Not sure here, would it be ok for the moment, and we can work on a patch in
the future?
OK

+
+    if (tx_core[lcore_id] && (tx_single ||
+        rte_atomic32_cmpset(&tx_lock, 0, 1))) {
+        consumer();
Should consumer() need to come in this pattern? I am thinking like
if events is from last stage then call consumer() in worker()
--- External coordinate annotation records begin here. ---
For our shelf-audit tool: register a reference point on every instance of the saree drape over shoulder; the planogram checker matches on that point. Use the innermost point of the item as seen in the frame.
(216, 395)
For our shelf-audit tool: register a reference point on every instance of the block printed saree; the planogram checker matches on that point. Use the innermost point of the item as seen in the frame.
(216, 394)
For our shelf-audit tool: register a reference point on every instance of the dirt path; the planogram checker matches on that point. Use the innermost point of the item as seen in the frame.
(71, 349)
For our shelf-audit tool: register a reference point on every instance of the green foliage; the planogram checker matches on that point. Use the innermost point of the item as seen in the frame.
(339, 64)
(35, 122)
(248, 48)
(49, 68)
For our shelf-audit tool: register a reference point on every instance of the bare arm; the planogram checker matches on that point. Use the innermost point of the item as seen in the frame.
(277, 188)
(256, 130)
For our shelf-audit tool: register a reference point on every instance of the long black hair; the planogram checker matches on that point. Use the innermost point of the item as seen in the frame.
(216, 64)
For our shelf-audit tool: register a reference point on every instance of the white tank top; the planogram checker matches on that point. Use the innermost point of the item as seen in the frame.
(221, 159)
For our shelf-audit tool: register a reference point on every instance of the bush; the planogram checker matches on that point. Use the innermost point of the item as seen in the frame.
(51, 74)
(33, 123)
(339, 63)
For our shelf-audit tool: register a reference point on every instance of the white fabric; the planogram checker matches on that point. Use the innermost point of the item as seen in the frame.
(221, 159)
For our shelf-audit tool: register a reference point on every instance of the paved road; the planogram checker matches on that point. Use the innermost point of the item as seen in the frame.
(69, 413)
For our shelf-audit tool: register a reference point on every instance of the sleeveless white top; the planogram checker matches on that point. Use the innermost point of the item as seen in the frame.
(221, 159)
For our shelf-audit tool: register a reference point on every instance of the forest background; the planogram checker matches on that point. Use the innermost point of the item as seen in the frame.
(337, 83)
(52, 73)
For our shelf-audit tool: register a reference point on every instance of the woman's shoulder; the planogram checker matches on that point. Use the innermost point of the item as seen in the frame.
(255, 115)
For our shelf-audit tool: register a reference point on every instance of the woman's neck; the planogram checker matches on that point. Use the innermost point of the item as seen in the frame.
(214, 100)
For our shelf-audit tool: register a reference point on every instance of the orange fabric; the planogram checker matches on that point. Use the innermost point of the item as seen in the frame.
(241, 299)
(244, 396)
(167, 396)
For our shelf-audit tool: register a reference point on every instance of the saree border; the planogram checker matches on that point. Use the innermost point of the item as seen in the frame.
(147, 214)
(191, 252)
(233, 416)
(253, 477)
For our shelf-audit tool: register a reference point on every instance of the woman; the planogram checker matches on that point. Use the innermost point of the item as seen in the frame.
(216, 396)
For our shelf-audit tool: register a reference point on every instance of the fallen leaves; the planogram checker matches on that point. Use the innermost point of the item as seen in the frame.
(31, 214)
I think, above scheme works better when the _same_ worker code need to run
the
case where
1) ethdev HW is capable to enqueuing the packets to same txq from
   multiple thread
2) ethdev is not capable to do so.

So, The above cases can be addressed in configuration time where we link
the queues to port
case 1) Link all workers to last queue
case 2) Link only worker to last queue

and keeping the common worker code.

HW implementation has functional and performance issue if "two" ports are
assigned to one lcore for dequeue. The above scheme fixes that problem
too.


Can we have a bit more discussion on this item? Is this needed for this
sample app, or can we perhaps work a patch for this later? Harry?
As explained above, Is there any issue in keeping consumer() for last
stage ?

I would probably see this as a future enhancement as per my initial comments above. Any hardware or new framework additions are welcome as future patches to the app.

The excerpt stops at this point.